A journalist who presented a documentary on Islamism in France has been placed under police protection after she was subjected to death threats.
Ophélie Meunier, the presenter of a “Forbidden Zone” documentary into Islamism in France, has been placed under police protection after becoming the target of death threats.
Utilising hidden camera footage, the documentary aired on M6 France revealed the growing influence of radical Islam in many aspects of French life.
According to a report by L’Obs, Meunier was placed under police protection shortly after the documentary aired on January 23 over threats to the presenter’s life.
Another person who appeared in the documentary, a lawyer by the name of Amine Elbahi, has also been put under protection after similar threats were issued against him.
Elbahi has since retweeted an image of himself on the streets of Paris with two agents of the Service de la Protection, a branch of the French police.
“What I said upset people. Given the threats I am receiving my aim must have been right,” The Telegraph reports the lawyer as saying.
“I say to the Islamists who seek to silence us because we disturb them that I will not be silent,” Elbahi also said in an interview with RTL France.
The Director of the film, Michaëlle Gagnet, has bemoaned the slow response from the majority of the French media, complaining that for a time only “the media of the right, even of the extreme right” came out to support those threatened.
“It is important that we can denounce a dangerous ideology without being accused of Islamophobia,” the director said according to Le Monde.
While some media in the country have been slow to respond to the plight of those involved in the production, politicians have been a little more eager to jump to their defence.
French presidential candidate Eric Zemmour derided what appeared in the documentary to be “the customs and traditions of totalitarian Afghanistan”.
“The habits and customs of totalitarian Afghanistan are taking root here, under the benevolent gaze of the public authorities,” Zemmour wrote after discussing the contents of the documentary in an opinion piece.
France’s Interior Minister, Gérald Darmanin, also voiced his support for the French those who appeared in the documentary.
“The journalists and people who testified in this report have been supported, their complaints have been heard,” L’Obs reports Darmanin as declaring.
“We encourage the profession of journalism.

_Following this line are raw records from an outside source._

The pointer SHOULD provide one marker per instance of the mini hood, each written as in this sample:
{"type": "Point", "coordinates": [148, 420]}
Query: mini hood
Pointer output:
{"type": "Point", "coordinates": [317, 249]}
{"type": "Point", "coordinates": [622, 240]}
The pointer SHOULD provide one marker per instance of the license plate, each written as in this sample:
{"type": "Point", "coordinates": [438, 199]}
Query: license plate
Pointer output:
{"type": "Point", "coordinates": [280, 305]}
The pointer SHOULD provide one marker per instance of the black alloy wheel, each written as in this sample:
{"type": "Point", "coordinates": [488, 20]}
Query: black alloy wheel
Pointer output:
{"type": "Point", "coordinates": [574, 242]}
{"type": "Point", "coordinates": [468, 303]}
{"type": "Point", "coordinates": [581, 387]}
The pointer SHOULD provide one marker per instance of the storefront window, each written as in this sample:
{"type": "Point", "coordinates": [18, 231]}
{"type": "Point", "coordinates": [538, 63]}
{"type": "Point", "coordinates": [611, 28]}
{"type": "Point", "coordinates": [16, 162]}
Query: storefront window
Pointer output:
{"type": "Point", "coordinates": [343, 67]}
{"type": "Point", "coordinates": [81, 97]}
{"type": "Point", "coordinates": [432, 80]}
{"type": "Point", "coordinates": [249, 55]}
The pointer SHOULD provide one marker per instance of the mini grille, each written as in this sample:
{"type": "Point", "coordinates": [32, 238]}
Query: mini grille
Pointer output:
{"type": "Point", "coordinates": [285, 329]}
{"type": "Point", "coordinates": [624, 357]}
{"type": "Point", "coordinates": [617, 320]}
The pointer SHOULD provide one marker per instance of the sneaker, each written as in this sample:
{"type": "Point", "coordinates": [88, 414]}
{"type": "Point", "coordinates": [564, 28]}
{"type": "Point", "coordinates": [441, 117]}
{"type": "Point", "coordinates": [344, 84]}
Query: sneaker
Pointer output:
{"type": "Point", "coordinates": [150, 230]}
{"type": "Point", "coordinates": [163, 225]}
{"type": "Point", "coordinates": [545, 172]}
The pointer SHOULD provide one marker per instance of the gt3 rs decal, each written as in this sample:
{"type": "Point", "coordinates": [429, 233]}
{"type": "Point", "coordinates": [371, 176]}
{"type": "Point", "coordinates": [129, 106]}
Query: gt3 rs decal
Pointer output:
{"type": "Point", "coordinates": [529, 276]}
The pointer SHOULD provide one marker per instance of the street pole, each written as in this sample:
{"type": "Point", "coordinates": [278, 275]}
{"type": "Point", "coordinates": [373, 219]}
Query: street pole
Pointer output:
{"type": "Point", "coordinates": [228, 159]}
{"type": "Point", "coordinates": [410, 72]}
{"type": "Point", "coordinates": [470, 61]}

We say that, whatever the opinions we may have on such and such a report, in France, we can broadcast what we want and above all that all means must be used to find the authors who, I hope, will be strongly condemned by justice,” Darmanin also said.
The interior minister has recently appeared to make a concerted effort to challenge radical Islam, forcing the closure of a multitude of mosques accused of advocating for jihad, as well as inciting hatred against other religious groups.
France’s government has meanwhile pushed a number of Islamic associations into signing a charter renouncing political Islam, as well as promising the end of foreign influence in French Muslim life.